Anyway, Tom gets to make his big speech about how even if he’s killed, humanity will never give up the fight, yadda yadda yadda. The Spider Queen puts he sharp talon on his chest and holds it there just long enough for Tom to reach the glowing weapon the mysterious alien race gave to him a couple episodes ago. For a conquering space queen, she sure seems unaware of immediate threats within her field of vision. Tom grabs the weapon, it kills her, and she glows and explodes like a final boss in a Final Fantasy game. And then magically, all the Espheni around the globe do the same. How that makes sense other than it being convenient to end the series, I do not know.
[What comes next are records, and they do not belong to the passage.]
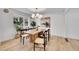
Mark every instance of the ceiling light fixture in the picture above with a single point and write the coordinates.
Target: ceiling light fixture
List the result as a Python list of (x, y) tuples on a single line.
[(36, 12)]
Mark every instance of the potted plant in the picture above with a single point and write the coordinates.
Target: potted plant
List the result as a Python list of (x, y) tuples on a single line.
[(33, 24), (18, 23)]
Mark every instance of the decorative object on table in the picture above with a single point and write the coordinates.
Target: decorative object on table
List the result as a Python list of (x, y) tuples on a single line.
[(18, 21), (33, 24), (6, 10), (46, 24), (26, 22)]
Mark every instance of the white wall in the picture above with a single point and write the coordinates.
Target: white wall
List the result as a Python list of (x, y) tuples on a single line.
[(72, 23), (57, 24), (7, 29)]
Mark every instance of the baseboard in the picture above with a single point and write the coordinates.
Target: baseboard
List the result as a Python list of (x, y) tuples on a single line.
[(62, 37)]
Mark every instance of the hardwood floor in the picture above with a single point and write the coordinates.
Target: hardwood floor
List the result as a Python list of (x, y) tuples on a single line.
[(55, 44)]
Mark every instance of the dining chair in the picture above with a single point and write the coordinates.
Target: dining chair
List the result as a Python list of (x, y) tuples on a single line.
[(41, 41), (23, 37)]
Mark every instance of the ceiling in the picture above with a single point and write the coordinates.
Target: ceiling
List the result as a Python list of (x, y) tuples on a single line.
[(46, 11)]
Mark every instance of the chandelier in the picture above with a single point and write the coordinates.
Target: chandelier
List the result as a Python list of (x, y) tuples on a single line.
[(36, 12)]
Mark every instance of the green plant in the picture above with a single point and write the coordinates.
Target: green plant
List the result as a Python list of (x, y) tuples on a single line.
[(18, 23), (33, 23)]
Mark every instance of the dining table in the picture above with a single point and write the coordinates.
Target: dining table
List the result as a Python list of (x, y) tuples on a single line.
[(34, 33)]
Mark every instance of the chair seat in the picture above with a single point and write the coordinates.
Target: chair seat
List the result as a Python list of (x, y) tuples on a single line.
[(39, 41), (24, 35)]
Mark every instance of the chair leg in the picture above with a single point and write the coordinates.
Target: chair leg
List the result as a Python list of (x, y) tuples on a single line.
[(44, 47), (34, 47), (23, 40)]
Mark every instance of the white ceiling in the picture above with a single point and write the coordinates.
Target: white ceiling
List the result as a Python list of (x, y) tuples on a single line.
[(46, 11)]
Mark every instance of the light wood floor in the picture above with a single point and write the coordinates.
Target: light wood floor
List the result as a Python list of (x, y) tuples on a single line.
[(55, 44)]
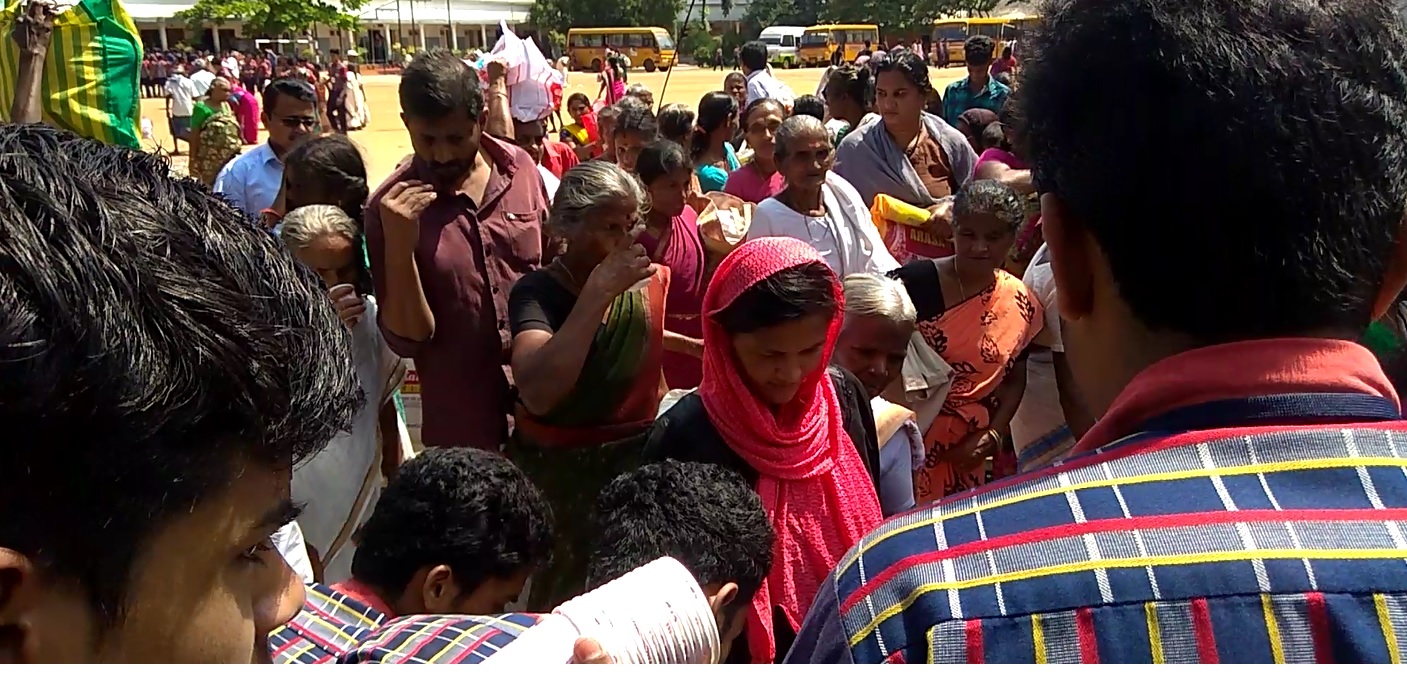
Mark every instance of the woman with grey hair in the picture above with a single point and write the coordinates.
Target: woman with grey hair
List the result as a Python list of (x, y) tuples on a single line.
[(873, 345), (587, 355), (818, 206), (342, 484)]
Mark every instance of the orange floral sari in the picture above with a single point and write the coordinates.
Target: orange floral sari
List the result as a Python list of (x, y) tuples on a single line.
[(981, 337)]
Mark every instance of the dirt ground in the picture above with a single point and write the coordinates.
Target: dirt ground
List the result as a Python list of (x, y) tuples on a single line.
[(384, 141)]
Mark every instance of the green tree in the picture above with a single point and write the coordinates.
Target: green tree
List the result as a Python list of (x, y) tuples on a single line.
[(564, 14), (273, 17), (896, 16)]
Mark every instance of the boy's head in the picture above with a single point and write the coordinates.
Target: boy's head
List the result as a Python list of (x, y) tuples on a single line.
[(457, 531), (635, 128), (577, 106), (701, 514), (1268, 203), (809, 104), (163, 363)]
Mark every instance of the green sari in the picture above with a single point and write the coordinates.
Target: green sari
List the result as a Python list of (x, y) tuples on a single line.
[(594, 435)]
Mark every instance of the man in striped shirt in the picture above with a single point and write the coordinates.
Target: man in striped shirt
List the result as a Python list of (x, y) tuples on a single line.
[(1219, 241)]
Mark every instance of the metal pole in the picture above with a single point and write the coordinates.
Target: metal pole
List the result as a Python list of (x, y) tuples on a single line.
[(688, 11)]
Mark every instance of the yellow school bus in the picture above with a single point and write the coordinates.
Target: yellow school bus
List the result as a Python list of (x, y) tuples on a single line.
[(650, 48), (949, 35), (818, 41)]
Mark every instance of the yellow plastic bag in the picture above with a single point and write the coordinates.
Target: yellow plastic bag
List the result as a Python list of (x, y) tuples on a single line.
[(902, 230), (92, 73)]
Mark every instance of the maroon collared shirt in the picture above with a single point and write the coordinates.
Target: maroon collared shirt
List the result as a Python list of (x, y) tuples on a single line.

So the humans win. Anne was killed in the tunnels beneath D.C but ever so briefly–Tom was able to convince the other aliens to bring her back to life. And it turns out she was pregnant! Not only do all Masons survive, but there’s another on the way! Hal proposes to Maggie mid-battle. And Tom is poised to become the first President of the New World or whatever government is going to look like post-aliens. I have to admit after watching the entire series, it was satisfying to see everyone all cleaned up and happy at the end, and Tom’s short speech over the Washington Monument about humanity coming out better than before the Espheni came was touching. Noah Wyle carried the series to the end and I hope to see him in other stuff soon now that his schedule’s opened.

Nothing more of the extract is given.